Saiba que você pensará em desistir uma vez ou outra. Imaginará um milhão de motivos pelo qual você não precise passar por aquilo, e por mais incrível que pareça, o que te faz estar ali e o que te faz querer correr dali é a mesma opção: seu próprio filho.
Afinal, trabalhamos em busca de um futuro melhor. Para não precisar negar um desejo clamado pelo filho.
E isso pode soar insignificante agora. Mas é um projeto de longo prazo. Então, tenha paciência.

No decorrer das semanas sua adaptação com a antiga/nova rotina será de cair o queixo.
Nós, mães, sempre ganhamos um braço novo a cada nova função. E não é diferente com o trabalho.

Seu filho se acostumará antes que você. O sofrimento é persistente nas mães, pois a culpa vive com elas.
A culpa por não vê-lo crescer em tempo integral (você chegará em casa e ele terá crescido, de verdade).
Culpa por não poder dar colo enquanto ele chora, por qualquer que seja o motivo.
E pasme, você encontrará culpa até mesmo pela paz que sente enquanto almoça sozinha em um restaurante próximo ao seu trabalho.
Mas, apesar de tanto sentir, você não será culpada. Por nada.

Qualquer que seja seu fator motivador para o trabalho, lembre-se que acima de qualquer coisa, você é mulher.

Ser uma boa mãe e profissional não dependem de ninguém mais além de você.
Por isso, seja forte.
Aproveite os minutos que sobram para abraçar e beijar muito.
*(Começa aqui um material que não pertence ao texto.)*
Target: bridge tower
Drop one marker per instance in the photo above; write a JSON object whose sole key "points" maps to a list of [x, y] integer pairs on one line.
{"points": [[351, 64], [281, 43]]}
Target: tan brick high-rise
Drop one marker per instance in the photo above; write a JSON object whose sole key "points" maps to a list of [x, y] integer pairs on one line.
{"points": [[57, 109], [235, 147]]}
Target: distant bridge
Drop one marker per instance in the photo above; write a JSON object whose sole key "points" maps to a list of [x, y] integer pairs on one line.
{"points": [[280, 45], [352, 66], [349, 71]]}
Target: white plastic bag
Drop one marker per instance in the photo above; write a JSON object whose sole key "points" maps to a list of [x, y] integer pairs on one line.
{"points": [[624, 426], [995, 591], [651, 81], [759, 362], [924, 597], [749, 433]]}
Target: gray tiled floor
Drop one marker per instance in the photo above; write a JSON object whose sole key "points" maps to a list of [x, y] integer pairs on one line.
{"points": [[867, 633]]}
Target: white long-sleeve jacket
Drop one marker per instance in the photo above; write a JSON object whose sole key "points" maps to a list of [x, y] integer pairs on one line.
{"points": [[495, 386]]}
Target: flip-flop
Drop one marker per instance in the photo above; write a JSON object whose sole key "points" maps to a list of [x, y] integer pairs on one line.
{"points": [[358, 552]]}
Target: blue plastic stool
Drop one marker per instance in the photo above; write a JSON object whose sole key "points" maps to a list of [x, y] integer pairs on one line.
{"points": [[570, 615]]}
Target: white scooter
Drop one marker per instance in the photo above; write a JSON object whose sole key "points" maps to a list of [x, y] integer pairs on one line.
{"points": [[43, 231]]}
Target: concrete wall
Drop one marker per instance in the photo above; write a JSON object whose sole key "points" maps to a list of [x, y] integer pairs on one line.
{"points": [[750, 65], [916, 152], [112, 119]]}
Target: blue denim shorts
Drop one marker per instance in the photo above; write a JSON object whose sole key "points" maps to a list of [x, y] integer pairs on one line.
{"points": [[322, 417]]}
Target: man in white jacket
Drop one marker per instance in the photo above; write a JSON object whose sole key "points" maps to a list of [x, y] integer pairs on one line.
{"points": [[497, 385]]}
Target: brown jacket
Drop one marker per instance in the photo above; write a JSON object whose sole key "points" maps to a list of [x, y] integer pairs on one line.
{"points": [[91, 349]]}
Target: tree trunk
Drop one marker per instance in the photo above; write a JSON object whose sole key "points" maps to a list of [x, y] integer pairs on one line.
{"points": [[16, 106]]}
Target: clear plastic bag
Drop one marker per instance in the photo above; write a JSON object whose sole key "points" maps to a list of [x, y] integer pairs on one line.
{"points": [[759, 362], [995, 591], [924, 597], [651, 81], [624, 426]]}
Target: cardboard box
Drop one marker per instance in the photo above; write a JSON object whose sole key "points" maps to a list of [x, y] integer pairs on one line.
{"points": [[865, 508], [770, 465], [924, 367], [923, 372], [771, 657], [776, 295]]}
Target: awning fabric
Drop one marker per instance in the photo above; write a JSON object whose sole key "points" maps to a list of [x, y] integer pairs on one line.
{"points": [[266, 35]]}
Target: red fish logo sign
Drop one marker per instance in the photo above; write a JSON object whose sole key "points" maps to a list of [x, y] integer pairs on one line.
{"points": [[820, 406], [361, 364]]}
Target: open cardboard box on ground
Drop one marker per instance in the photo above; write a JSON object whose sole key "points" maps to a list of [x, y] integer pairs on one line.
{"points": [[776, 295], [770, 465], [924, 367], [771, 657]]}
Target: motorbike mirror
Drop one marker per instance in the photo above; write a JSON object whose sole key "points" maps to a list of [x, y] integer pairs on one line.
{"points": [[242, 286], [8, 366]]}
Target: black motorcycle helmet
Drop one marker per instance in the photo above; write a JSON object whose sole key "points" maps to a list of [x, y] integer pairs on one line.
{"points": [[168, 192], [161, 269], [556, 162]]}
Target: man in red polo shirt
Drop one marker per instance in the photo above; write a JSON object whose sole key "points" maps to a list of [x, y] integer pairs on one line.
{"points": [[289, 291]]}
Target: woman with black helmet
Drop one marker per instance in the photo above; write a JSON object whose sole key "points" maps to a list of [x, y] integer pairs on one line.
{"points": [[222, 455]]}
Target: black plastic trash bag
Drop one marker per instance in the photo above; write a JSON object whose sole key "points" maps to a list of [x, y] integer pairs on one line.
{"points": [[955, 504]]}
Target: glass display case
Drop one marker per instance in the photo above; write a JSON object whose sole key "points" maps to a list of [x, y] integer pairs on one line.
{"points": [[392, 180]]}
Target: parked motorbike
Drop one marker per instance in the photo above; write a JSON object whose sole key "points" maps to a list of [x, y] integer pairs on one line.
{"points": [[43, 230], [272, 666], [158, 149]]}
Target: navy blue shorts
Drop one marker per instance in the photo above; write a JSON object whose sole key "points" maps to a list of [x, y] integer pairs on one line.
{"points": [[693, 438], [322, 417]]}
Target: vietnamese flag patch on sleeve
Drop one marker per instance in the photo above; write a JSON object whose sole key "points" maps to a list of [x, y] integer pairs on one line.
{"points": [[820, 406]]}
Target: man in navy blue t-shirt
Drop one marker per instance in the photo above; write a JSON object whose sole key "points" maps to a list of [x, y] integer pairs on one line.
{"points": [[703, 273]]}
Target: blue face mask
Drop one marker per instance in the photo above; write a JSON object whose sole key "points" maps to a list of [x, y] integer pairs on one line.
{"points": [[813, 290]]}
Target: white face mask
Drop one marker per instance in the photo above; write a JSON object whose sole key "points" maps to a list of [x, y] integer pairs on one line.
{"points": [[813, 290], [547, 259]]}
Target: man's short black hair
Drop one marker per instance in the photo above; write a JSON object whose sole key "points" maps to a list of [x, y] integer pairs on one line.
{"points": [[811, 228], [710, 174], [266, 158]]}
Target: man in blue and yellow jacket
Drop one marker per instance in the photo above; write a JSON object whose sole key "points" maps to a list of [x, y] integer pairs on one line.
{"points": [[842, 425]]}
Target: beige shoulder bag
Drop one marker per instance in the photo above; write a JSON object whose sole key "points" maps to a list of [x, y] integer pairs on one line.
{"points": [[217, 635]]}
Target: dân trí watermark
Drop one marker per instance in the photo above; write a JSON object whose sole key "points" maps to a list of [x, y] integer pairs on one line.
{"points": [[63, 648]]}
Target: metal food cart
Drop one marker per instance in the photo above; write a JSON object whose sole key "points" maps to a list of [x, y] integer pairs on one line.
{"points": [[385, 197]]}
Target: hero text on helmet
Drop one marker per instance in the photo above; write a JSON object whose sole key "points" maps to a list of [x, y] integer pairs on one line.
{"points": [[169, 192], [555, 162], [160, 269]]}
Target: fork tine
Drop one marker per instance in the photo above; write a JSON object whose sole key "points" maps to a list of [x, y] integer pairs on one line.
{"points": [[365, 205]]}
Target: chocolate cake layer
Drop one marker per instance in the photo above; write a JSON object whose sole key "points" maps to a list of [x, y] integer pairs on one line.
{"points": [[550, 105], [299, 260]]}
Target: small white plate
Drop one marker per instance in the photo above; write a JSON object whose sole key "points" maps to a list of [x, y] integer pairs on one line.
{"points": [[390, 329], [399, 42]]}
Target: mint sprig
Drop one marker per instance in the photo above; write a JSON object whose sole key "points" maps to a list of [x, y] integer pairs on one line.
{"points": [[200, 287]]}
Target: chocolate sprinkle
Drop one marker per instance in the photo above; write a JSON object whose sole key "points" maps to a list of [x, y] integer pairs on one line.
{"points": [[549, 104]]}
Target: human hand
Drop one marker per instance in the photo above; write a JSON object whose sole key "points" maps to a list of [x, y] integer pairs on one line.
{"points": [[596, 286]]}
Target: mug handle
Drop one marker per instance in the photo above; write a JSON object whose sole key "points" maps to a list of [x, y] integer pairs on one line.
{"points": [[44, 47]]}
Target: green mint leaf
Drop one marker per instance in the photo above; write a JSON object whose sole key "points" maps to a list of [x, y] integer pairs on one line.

Se estiver cansada demais para correr pela casa, uma historinha contada deitados na cama também tem valor.
Os afazeres domésticos que podem ser deixados para depois, devem ficar para depois SIM.

Você verá que apesar de difícil, não é impossível.
E que mais uma vez, você é muito mais forte do que imagina.

Esse é só o (re)começo.
Mantenha a calma e siga em frente.

Seus passos serão o guia para aquele pequeno ser que você tanto ama…



3 Replies to “Querida mãe que está no último dia de licença maternidade

  1. “Seu filho se acostumará antes que você. O sofrimento é persistente nas mães”
    Quando meu filho se acostumar a ficar longe no período do trabalho, eu vou ficar muito sentida, CERTEZA! Hahahaha
    Minha mãe sempre trabalhou e todas as vezes que ela saía pro trabalho a minha irmã mais nova se agarrava na grade da janela e ficava gritando pra ela.
    Lendo agora o teu texto, realmente deve ser muito difícil ouvir a criança chamar e não poder voltar 🙁

  2. Aiiiiii hoje é meu último dia!!! Tô chorando lendo isso!!! É um conforto!!! Tomara que passe rápido! Está sendo muito difícil para mim!!!